Epstein-Barr virus genome may encode a protein showing significant amino acid and predicted secondary structure homology with glycoprotein B of herpes simplex virus 1

Abstract

We report significant sequence and predicted secondary structure homology between the herpes simplex virus 1 glycoprotein B (gB) and a protein predicted to be encoded by the BALF4 reading frame of Epstein-Barr virus (EBV). Homology was detectable at the DNA level and was highly significant at the protein level and when evolutionary substitution frequencies of amino acids in related proteins were taken into account. Hydropathic analyses predicted that the two proteins possess conserved N-terminal and C-terminal hydrophobic domains. The N-terminal hydrophobic domains share features in common with known cleavable membrane insertion signal sequences. The amino acid sequences of the C-terminal hydrophobic domains predict three adjacent membrane-spanning segments as had been previously predicted for gB. In an alignment of the two amino acid sequences, 247 of 903 gB residues had a matched pair in the BALF4 sequence, and 247 of 854 BALF4 residues were found to have a matched pair in the gB sequence. In addition, all 10 cysteine residues located outside the predicted signal sequence of both proteins were conserved, as were four predicted N-linked glycosylation sites.

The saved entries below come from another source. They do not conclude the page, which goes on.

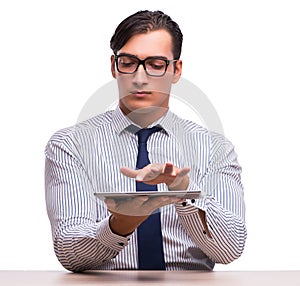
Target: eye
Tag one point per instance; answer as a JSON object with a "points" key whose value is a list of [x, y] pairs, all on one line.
{"points": [[156, 64]]}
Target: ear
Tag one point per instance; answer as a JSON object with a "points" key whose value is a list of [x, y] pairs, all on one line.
{"points": [[178, 71], [113, 66]]}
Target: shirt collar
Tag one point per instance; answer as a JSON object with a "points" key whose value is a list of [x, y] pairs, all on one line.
{"points": [[121, 122]]}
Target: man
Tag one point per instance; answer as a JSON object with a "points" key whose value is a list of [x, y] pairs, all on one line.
{"points": [[100, 155]]}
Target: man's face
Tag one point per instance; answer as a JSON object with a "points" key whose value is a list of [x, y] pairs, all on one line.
{"points": [[139, 92]]}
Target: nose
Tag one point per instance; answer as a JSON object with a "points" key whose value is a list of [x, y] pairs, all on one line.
{"points": [[140, 76]]}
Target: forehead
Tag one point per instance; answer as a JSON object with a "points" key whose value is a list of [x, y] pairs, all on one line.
{"points": [[154, 43]]}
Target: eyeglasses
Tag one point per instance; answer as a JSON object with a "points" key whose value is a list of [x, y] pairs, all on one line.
{"points": [[153, 66]]}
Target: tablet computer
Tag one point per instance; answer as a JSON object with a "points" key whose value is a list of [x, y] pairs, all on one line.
{"points": [[123, 195]]}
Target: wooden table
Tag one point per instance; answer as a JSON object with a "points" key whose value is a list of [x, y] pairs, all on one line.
{"points": [[124, 278]]}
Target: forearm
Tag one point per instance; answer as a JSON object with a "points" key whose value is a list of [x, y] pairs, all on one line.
{"points": [[87, 247], [223, 237]]}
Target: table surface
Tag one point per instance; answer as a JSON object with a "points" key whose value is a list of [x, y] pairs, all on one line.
{"points": [[123, 278]]}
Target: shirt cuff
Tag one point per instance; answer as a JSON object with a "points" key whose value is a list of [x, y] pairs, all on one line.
{"points": [[109, 239]]}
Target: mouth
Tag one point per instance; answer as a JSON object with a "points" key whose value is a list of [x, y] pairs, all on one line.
{"points": [[140, 93]]}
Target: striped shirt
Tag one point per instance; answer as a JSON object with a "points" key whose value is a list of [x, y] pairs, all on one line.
{"points": [[86, 158]]}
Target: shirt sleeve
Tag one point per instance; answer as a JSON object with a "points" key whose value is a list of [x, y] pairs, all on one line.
{"points": [[222, 200], [80, 241]]}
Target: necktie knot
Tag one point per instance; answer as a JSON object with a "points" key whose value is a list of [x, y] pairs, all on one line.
{"points": [[144, 134]]}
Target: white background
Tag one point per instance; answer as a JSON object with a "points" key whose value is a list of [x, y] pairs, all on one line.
{"points": [[244, 55]]}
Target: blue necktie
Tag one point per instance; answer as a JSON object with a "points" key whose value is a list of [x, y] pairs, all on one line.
{"points": [[150, 246]]}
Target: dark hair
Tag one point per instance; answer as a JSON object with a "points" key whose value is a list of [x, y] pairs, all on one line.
{"points": [[143, 22]]}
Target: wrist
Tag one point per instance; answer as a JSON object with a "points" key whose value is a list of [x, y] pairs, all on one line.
{"points": [[183, 185]]}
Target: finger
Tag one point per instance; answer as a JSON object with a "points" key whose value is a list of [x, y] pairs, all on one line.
{"points": [[129, 172], [169, 170], [147, 174], [183, 172]]}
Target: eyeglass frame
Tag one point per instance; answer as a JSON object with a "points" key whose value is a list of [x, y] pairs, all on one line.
{"points": [[142, 62]]}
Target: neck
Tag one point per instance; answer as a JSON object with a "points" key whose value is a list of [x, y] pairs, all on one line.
{"points": [[146, 116]]}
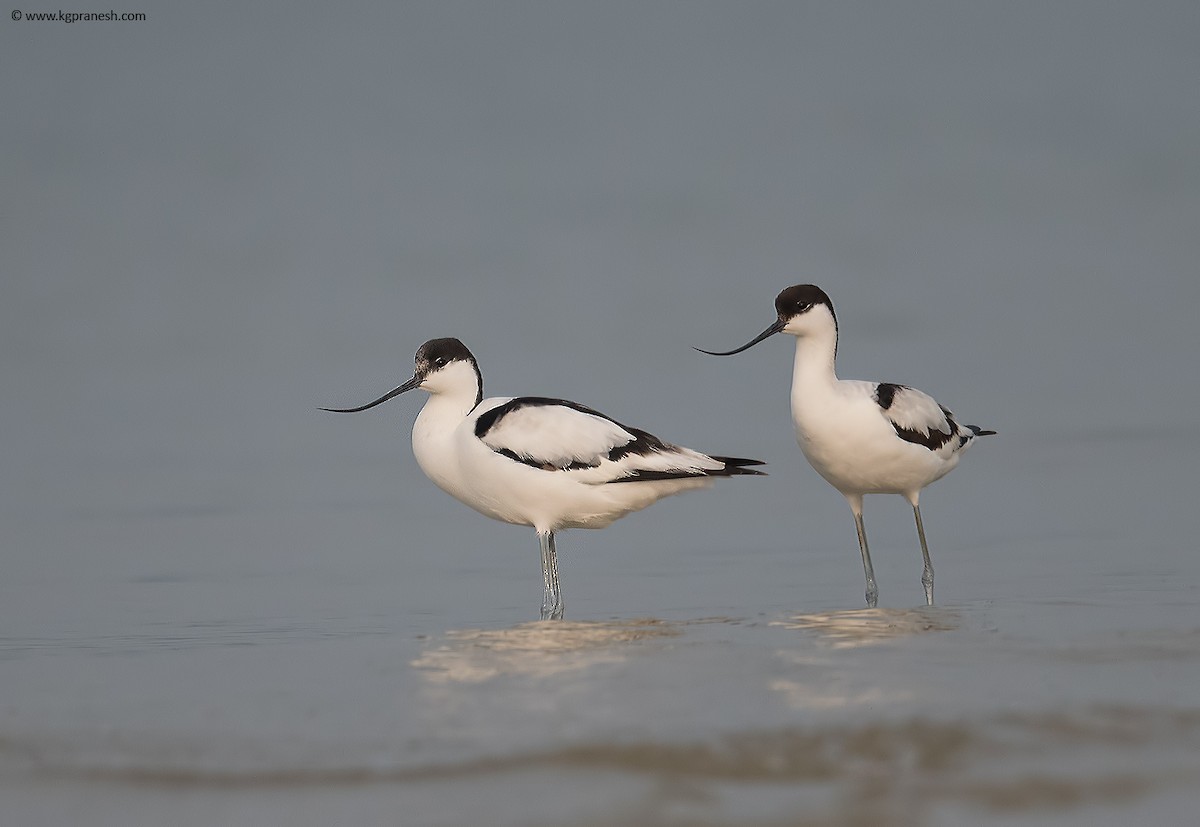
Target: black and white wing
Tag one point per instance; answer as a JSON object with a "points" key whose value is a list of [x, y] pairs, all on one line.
{"points": [[919, 419], [563, 436]]}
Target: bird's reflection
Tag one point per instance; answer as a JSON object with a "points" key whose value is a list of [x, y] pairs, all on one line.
{"points": [[534, 649], [869, 627], [831, 676]]}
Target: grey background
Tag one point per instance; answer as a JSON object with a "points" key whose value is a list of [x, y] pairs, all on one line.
{"points": [[217, 220]]}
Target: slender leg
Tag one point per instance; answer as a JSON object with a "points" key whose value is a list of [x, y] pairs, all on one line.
{"points": [[551, 597], [927, 579], [873, 591]]}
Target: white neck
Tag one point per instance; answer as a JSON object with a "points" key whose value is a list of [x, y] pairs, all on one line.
{"points": [[815, 357]]}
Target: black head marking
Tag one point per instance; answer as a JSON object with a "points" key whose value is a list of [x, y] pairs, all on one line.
{"points": [[799, 299], [437, 353]]}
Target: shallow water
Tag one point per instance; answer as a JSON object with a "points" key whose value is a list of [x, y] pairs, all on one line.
{"points": [[220, 605], [923, 715]]}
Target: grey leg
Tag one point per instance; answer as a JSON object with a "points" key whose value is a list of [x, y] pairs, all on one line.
{"points": [[873, 591], [551, 597], [927, 579]]}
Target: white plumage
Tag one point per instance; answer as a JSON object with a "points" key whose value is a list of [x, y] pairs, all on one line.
{"points": [[537, 461], [863, 437]]}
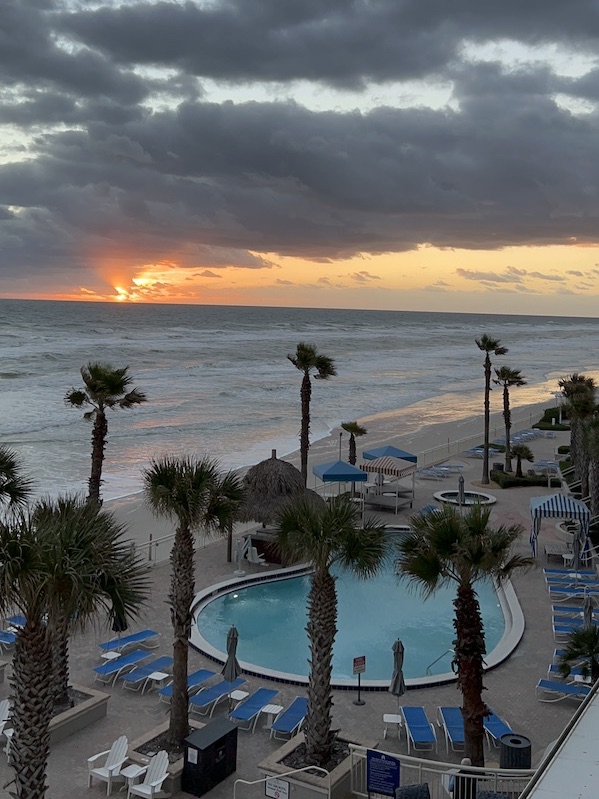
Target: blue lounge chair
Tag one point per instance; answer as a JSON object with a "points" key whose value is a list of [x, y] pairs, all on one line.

In all, 43% of the residues in the aligned sequences are predicted to possess equivalent secondary structures. gB is a virion envelope glycoprotein required for virus entry into cells. The domain of gB determining the rate of entry into cells has been mapped; the predicted structure of this domain in gB and the predicted EBV protein are almost identical. Similarly, the cytoplasmic domain of gB postulated to interact with submembrane proteins was also nearly identical in predicted structure to that of the EBV protein. These results suggest that EBV encodes a protein similar in structure and function to the herpes simplex virus 1 gB.